Well, my immune system is shot (in the words of my ID dr) "for some unknown reason, probably stress" (proven by sepsis with no immune system activation to fight it off), so it's not making antibodies to anything.
Since the C6 Elisa and Western Blot are all negative, I guess that means I'm healthy as a horse then.
lax mom
Frequent Contributor (1K+ posts)
Member # 38743
posted
To the government employees and Drs who know the deal with Lyme in our country and come on this site full of sick people and feel it's ok to pretend to also be sick:
I am not a conspiracy theorist, never have been. I am just a mom whose 2 kids need me alive. Please stop this craziness and nonsense. People are dying. I almost died. My husband almost died. My son had lyme induced autism. This could happen in your own family.
If something doesn't change, it will happen to your family too.
Unless you are ok knowing people are dying on your watch, then stop it.

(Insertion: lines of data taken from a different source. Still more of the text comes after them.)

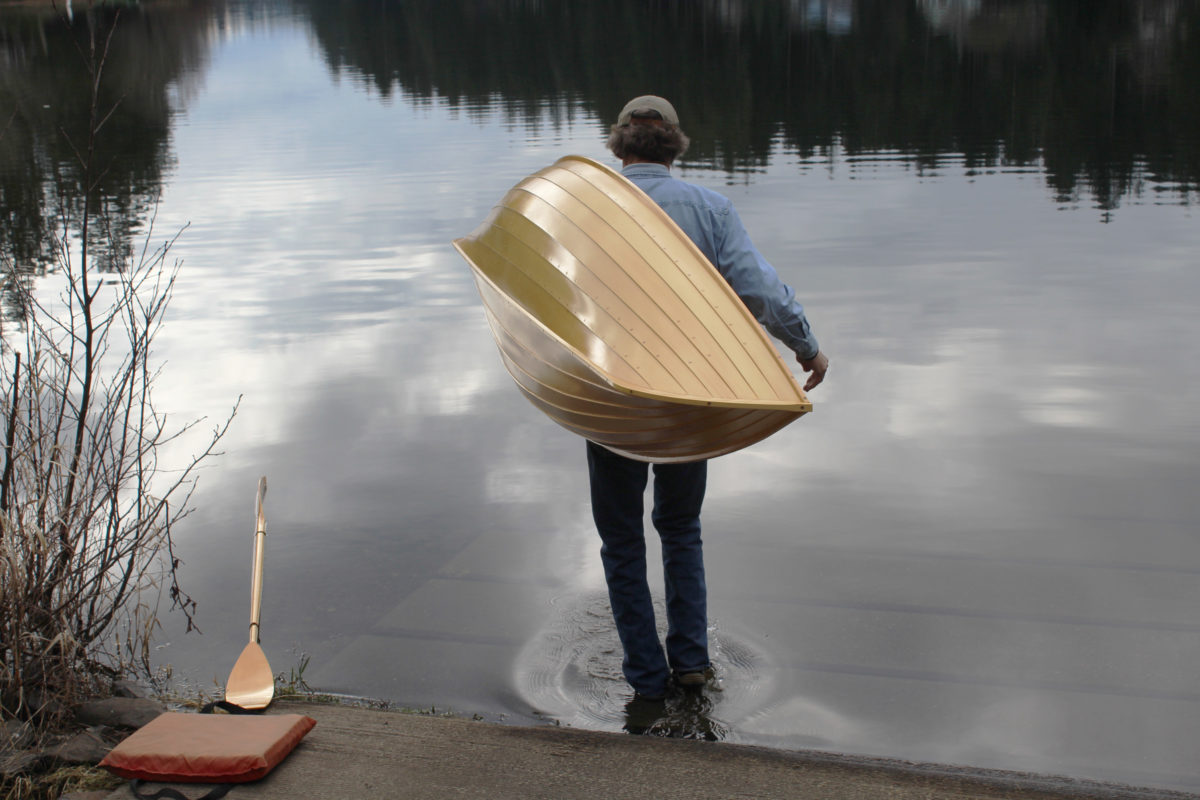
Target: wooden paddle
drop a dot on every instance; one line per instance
(251, 684)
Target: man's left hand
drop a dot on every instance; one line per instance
(816, 367)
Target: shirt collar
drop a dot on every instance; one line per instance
(646, 169)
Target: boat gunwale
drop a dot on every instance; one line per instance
(612, 383)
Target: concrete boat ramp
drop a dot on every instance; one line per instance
(366, 753)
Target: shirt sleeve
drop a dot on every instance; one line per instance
(772, 301)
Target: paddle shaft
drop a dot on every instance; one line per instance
(256, 584)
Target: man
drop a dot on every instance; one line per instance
(647, 139)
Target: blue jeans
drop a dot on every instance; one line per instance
(618, 486)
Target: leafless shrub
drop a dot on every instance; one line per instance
(87, 510)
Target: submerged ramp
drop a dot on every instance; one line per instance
(615, 324)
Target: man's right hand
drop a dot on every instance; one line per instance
(816, 367)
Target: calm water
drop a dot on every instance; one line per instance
(982, 547)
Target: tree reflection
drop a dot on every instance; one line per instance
(43, 131)
(1099, 94)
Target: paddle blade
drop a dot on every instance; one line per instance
(251, 683)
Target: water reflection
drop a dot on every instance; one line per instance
(1096, 95)
(978, 549)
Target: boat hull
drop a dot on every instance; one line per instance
(613, 324)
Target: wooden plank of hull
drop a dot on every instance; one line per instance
(612, 323)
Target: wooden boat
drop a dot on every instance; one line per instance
(615, 324)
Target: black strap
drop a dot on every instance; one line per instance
(167, 793)
(217, 791)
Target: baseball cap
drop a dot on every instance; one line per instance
(647, 104)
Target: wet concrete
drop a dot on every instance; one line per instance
(357, 752)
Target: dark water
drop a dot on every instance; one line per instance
(979, 549)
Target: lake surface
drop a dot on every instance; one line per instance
(981, 548)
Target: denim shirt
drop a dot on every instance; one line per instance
(711, 221)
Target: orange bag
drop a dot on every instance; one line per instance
(208, 747)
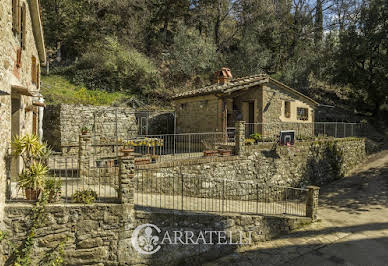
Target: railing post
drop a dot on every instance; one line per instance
(182, 196)
(240, 137)
(312, 202)
(126, 176)
(84, 155)
(223, 194)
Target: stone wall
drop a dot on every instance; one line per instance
(198, 114)
(12, 75)
(100, 234)
(62, 124)
(274, 117)
(307, 163)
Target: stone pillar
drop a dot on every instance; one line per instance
(126, 176)
(240, 137)
(84, 155)
(312, 202)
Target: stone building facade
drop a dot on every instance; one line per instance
(63, 124)
(22, 53)
(257, 99)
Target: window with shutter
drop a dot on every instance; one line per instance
(19, 58)
(37, 76)
(287, 109)
(23, 25)
(15, 16)
(19, 18)
(33, 70)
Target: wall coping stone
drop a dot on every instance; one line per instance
(188, 161)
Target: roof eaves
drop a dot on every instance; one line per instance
(293, 91)
(38, 29)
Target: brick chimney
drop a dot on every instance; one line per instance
(223, 76)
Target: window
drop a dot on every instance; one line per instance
(302, 113)
(15, 16)
(23, 23)
(33, 70)
(287, 109)
(19, 57)
(37, 76)
(203, 104)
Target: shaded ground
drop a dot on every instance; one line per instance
(353, 226)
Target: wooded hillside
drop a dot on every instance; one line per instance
(150, 48)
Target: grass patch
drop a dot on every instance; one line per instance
(57, 89)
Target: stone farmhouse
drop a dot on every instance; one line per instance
(22, 52)
(257, 99)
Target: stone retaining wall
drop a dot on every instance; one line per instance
(100, 234)
(307, 163)
(62, 124)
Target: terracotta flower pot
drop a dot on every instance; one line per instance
(54, 197)
(126, 152)
(208, 153)
(141, 161)
(225, 152)
(32, 194)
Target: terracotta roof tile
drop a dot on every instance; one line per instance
(221, 88)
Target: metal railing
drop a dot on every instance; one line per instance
(100, 177)
(168, 147)
(269, 132)
(156, 190)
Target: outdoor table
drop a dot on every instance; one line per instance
(147, 142)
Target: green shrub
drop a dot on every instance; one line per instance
(58, 89)
(111, 66)
(86, 196)
(52, 188)
(249, 141)
(256, 136)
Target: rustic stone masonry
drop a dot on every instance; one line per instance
(126, 175)
(240, 137)
(307, 163)
(62, 124)
(312, 202)
(100, 234)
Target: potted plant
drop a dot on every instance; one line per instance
(257, 137)
(249, 141)
(84, 130)
(126, 149)
(154, 158)
(143, 160)
(86, 196)
(32, 180)
(210, 148)
(224, 152)
(53, 188)
(34, 155)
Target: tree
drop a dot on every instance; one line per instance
(362, 59)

Someone somewhere has got to have the courage to be honest. We all only get one life. At the end of that life, are you going to be ok knowing peoples' lives could have been saved had you spoken up? The truth will come out eventually.
GretaM
Frequent Contributor (1K+ posts)
Member # 40917
posted
Laxmom-i agree with what you say exactly.
I pray everyday for someone in one of the disease centers in north America to do the morale thing and whistleblow.

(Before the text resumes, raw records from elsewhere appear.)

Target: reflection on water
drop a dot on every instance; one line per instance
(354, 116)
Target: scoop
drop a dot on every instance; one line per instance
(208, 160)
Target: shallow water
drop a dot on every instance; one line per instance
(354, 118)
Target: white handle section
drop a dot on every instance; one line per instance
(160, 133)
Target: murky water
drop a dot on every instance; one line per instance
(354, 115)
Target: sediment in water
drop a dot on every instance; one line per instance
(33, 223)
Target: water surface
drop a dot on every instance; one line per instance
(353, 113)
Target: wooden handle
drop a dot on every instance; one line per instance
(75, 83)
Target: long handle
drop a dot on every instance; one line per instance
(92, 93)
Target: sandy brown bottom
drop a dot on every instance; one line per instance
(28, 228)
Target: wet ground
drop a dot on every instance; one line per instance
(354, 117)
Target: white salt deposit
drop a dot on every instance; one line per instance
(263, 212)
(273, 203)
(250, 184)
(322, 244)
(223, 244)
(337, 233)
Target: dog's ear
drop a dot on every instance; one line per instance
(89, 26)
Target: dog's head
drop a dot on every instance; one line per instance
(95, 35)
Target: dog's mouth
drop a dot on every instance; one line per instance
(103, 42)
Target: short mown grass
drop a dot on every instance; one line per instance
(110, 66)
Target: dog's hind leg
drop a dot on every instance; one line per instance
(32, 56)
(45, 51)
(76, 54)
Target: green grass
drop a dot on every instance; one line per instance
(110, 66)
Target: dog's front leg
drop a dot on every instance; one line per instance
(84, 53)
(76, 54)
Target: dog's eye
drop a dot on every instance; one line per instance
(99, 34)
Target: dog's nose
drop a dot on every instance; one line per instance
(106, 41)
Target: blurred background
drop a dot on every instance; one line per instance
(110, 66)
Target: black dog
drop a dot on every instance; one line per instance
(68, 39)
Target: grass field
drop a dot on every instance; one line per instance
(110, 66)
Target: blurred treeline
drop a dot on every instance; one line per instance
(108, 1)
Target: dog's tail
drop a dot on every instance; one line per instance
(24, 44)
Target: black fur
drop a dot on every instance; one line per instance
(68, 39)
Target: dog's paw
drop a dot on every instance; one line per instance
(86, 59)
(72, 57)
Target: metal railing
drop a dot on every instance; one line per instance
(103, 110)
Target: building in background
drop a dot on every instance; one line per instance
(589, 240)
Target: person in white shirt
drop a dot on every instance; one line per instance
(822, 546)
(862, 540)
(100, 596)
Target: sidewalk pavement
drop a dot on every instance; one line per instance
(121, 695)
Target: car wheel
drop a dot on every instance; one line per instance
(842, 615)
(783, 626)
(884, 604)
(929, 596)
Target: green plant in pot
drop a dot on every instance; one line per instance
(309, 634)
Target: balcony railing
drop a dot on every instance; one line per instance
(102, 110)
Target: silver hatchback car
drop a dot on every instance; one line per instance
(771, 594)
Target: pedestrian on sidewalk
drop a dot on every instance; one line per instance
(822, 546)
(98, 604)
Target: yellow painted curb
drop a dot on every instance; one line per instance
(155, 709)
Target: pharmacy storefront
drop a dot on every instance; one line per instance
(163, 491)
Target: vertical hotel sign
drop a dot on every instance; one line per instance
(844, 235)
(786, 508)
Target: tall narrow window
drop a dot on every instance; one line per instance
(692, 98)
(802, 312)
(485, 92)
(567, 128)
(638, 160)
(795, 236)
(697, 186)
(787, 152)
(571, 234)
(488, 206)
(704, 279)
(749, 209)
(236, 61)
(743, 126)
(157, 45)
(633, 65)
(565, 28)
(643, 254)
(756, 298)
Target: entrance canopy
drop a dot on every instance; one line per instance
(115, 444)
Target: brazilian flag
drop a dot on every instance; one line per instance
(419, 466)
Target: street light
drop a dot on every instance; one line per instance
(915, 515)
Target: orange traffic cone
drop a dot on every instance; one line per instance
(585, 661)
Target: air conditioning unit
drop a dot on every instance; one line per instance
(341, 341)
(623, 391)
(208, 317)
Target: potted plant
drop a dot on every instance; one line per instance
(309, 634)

I think they are spineless and needed to grow a set to speak out, but now I wonder if they are between a rock and a hard place as well.

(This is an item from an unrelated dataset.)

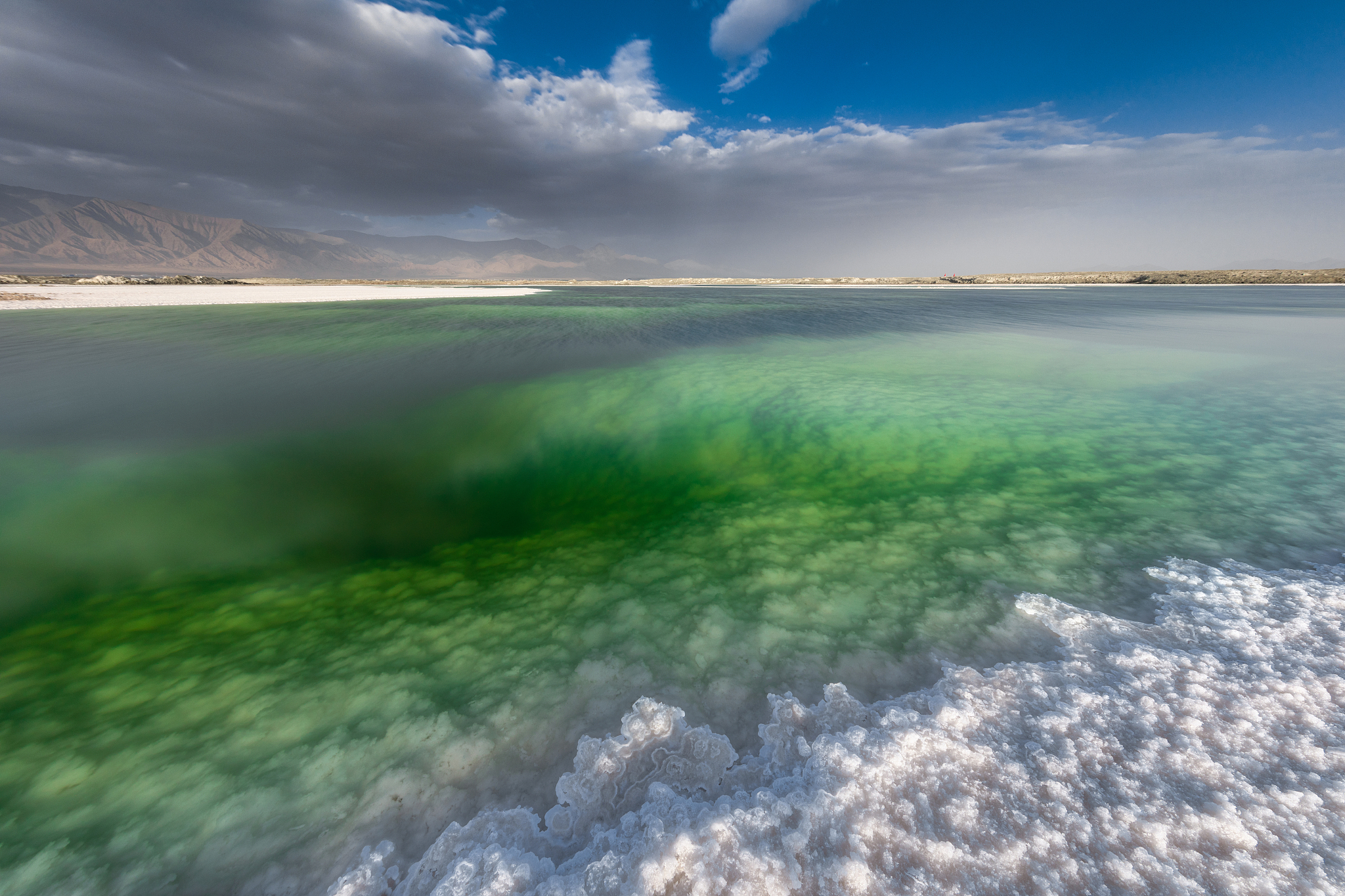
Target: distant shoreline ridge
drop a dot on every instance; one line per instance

I don't believe in conspiracies either but I wonder...
What if there IS a cure. But at the CDC they're told it's for national security to keep the cure hidden.
What if the people at the disease centers in north America are being threatened to keep quiet about lyme and co?
It doesn't make it right and I've probably just watched too many Hollywood movies, but it is incredible difficult for me to imagine any situation where one person would CHOOSE to humiliate and demean people infected with lyme.
Aren't we suffering enough? I certainly feel like I can't take much more. Not only am I in pain constantly, losing my memory and losing my vision, but because of the misinformation from the disease centers, I don't have the support of my peers or family either.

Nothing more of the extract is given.